アシルが好きだと言ったわたしを、あなたは励ましてくれたじゃない。
理解が追いつかなくて混乱した。
すうっと体が冷えて震え出す。
「決行は明日の夜だ、城で落ち合おう」
「了解した、仲間にも伝えておく」
温度の感じない冷たい声で、クロードは密談を終えた。
男の人は闇に紛れて姿を消してしまい、どこに行ったのかもわからない。
大変なことを聞いてしまった。
このままじゃ、フェルナン様とアシルが殺されてしまう。
「レリア、聞いていたのか」
茂みを掻き分けてクロードがわたしを見下ろしていた。
柔らかい笑みを見せてくれていた顔は、今はとても冷え切って恐ろしく見えた。
「やめて、クロード。復讐なんてしちゃだめだよ」
やっと出せた声は震えていた。
わたしの言葉で、彼に今の会話を全て聞いてしまったことを悟られた。
「何も知らないままで終わらせたかったんだがな、聞いてしまったのなら仕方がない。
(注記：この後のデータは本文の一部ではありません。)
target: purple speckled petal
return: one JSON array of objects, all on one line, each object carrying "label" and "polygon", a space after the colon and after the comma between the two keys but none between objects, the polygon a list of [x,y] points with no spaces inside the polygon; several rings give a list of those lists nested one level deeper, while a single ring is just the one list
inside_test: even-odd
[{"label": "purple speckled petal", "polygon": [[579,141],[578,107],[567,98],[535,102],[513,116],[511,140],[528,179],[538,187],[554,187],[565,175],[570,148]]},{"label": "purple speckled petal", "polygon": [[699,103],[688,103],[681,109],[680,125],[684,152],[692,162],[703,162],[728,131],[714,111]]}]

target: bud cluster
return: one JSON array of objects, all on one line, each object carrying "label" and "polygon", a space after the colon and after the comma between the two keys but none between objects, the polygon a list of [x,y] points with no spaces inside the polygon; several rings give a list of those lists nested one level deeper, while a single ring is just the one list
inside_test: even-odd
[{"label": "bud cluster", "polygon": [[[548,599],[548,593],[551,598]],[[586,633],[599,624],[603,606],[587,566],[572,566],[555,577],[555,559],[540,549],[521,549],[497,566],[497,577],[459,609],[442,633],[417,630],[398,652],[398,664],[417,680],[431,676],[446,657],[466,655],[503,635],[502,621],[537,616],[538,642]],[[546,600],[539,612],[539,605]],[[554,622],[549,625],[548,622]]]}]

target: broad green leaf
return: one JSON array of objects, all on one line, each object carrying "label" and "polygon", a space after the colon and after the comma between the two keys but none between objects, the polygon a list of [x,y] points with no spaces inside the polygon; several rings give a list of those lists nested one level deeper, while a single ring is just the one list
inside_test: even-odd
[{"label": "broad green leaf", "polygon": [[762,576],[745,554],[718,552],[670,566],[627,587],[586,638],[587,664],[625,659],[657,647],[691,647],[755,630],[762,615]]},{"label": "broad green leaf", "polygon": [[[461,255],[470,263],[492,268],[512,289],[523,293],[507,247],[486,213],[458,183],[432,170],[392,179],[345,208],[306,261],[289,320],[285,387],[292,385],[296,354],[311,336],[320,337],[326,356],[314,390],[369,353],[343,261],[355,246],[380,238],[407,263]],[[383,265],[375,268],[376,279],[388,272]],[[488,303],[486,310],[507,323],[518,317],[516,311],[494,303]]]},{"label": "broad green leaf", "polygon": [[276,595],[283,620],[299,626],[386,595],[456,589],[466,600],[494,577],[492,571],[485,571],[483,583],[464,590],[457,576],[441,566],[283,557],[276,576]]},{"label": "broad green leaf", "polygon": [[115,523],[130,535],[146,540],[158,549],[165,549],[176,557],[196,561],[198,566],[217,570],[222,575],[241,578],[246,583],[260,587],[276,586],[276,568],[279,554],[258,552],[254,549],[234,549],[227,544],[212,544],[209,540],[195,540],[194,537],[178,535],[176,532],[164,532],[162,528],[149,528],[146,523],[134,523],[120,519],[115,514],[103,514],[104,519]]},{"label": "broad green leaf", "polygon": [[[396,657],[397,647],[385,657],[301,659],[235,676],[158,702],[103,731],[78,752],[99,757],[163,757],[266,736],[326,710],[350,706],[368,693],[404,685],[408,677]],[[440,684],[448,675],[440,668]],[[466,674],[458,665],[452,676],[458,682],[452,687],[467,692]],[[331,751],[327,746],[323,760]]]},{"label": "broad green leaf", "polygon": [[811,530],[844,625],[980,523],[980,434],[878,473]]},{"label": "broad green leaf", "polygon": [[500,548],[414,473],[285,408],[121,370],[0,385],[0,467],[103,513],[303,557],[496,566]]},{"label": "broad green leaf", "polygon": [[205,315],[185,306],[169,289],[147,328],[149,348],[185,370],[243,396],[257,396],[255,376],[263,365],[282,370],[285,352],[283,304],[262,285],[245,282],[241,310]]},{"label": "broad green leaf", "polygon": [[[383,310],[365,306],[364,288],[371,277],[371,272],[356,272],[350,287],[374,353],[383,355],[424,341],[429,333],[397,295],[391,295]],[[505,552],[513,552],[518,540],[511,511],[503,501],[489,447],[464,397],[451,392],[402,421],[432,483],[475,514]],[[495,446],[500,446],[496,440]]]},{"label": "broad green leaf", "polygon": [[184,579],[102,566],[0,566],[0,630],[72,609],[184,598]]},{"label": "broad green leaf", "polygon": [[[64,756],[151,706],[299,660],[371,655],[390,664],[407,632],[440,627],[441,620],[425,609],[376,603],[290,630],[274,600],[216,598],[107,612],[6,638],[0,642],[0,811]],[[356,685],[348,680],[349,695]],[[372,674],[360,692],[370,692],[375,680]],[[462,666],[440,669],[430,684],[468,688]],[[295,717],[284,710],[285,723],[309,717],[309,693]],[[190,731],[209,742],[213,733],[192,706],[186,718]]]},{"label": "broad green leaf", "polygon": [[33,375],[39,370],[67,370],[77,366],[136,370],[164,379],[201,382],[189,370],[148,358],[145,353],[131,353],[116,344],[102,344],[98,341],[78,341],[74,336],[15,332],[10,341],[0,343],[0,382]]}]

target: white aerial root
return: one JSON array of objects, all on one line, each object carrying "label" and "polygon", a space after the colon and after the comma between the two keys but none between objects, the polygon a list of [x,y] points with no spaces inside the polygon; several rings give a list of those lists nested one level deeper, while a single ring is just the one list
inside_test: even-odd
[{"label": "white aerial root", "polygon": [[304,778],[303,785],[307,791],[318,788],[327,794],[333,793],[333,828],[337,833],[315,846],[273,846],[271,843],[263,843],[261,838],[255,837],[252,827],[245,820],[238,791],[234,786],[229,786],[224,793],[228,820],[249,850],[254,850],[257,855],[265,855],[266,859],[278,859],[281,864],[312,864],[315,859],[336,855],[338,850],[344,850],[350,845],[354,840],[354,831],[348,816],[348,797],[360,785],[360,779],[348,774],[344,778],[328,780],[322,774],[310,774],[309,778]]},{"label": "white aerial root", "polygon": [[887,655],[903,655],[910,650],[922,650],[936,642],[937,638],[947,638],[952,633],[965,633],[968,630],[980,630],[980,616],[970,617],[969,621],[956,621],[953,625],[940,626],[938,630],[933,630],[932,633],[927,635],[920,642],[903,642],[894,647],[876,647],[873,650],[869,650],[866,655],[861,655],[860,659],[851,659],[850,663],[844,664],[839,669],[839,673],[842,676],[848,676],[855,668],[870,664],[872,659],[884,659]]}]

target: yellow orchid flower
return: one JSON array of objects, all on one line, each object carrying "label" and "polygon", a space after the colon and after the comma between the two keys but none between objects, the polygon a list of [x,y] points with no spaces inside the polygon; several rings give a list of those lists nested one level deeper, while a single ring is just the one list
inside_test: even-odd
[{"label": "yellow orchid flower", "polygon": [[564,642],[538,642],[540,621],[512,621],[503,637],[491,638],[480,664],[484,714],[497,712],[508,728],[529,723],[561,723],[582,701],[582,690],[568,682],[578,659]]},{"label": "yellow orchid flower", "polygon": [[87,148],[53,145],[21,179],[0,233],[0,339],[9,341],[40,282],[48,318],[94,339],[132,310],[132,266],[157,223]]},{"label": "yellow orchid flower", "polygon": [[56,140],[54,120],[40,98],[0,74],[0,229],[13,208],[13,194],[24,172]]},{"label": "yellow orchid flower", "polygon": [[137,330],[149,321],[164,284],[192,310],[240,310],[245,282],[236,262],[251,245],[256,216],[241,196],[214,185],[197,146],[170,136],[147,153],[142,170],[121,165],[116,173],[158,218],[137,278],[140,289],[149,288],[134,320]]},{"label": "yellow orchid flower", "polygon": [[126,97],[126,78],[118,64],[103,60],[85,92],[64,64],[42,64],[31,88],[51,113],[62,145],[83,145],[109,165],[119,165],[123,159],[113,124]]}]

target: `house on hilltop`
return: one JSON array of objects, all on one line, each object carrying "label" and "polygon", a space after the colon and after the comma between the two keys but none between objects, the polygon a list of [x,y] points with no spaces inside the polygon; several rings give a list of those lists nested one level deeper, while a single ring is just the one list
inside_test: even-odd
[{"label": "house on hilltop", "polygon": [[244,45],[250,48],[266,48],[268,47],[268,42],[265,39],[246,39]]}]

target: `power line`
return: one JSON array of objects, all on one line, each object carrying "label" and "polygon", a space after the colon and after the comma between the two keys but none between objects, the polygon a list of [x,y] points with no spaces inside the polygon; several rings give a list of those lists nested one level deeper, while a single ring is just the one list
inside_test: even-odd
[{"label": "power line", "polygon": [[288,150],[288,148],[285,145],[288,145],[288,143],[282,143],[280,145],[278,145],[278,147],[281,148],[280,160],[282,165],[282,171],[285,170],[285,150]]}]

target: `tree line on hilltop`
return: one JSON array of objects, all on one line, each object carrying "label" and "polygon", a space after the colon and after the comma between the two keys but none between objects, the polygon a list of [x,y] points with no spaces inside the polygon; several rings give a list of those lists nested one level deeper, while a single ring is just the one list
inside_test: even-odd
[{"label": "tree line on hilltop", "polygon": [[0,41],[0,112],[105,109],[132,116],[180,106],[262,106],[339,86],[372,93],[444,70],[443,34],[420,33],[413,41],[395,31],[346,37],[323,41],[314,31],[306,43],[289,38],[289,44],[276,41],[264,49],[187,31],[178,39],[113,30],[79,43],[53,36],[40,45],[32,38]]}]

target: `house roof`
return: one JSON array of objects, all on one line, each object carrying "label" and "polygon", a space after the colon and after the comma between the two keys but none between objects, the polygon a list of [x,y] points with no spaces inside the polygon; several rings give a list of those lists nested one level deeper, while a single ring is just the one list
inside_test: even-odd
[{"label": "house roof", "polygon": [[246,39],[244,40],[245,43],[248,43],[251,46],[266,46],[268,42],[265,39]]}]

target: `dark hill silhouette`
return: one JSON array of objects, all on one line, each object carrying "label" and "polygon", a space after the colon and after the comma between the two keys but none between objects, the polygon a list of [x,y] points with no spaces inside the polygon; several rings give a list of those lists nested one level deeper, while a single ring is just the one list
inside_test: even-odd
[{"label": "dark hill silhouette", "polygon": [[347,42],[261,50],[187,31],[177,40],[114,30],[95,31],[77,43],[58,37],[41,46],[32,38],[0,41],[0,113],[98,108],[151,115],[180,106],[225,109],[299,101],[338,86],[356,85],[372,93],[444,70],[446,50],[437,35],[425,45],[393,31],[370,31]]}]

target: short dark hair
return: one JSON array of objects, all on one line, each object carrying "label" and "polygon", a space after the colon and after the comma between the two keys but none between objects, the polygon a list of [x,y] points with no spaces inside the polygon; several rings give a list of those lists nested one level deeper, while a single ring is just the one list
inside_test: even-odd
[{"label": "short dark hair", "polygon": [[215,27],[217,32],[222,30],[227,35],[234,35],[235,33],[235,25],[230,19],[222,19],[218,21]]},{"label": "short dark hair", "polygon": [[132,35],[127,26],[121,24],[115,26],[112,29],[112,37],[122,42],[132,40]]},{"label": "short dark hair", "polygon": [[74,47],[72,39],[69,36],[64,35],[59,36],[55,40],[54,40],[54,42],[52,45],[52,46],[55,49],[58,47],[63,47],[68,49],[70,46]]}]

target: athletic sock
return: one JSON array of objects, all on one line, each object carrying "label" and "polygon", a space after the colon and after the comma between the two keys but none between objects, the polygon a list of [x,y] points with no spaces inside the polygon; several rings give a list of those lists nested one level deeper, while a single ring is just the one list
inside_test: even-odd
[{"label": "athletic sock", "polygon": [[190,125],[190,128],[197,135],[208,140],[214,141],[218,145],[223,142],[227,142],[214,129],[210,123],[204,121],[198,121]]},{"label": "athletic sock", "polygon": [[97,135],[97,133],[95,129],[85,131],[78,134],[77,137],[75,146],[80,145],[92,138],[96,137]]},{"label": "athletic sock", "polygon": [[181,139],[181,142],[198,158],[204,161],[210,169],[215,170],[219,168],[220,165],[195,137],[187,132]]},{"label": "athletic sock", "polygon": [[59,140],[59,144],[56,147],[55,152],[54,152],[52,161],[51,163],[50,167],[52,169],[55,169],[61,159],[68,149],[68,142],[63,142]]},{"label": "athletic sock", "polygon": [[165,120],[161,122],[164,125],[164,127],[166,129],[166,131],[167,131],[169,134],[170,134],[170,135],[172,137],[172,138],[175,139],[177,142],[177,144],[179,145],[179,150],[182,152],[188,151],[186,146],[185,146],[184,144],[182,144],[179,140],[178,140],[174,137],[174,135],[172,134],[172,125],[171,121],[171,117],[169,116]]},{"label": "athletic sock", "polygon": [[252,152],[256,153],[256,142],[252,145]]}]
事が済むまでこの屋敷にいろ、城はこれから少々騒がしくなる」
「クロード!」
クロードはわたしの手を引くと、屋敷の中に戻っていく。
「何も心配はいらない、オレを信じろ」
アシルを殺すと言ったあなたの何を信じろって言うの?
復讐を止めるためには、何も知らないわたしじゃだめだ。
忘れていた記憶を全て思い出さないと。
開けてはだめだと、叫ぶ声が聞こえる。
頭が痛い。
でも、アシルが死んでしまうより、痛いことなんてない。
「う、ああああああっ!」
「レリア!」
頭が痛くて割れそう。
意識が遠のいていく。
倒れていく体を、クロードが受け止めたのを最後に感じて、わたしの意識は闇の中へと落ちていった。
わたしは扉の前に立っていた。
二度と見ることはないと思っていた、記憶を封じたあの扉だ。
もう一人のわたしが向かい合うように立っている。
彼女はやっぱり泣いていた。
「泣くのは終わり、扉を開けて。思い出しても大丈夫、今のわたしなら、あなたが見なかった真実が見える。もう憎みたくても憎めない、許せないなんて言えないから」
泣き声が止まった。
彼女の姿が消えて、扉に絡みついていた無数の鎖が千切れていく。
扉が開いて、忘却の彼方に押しやった記憶の波が、わたしに向かって流れ込んできた。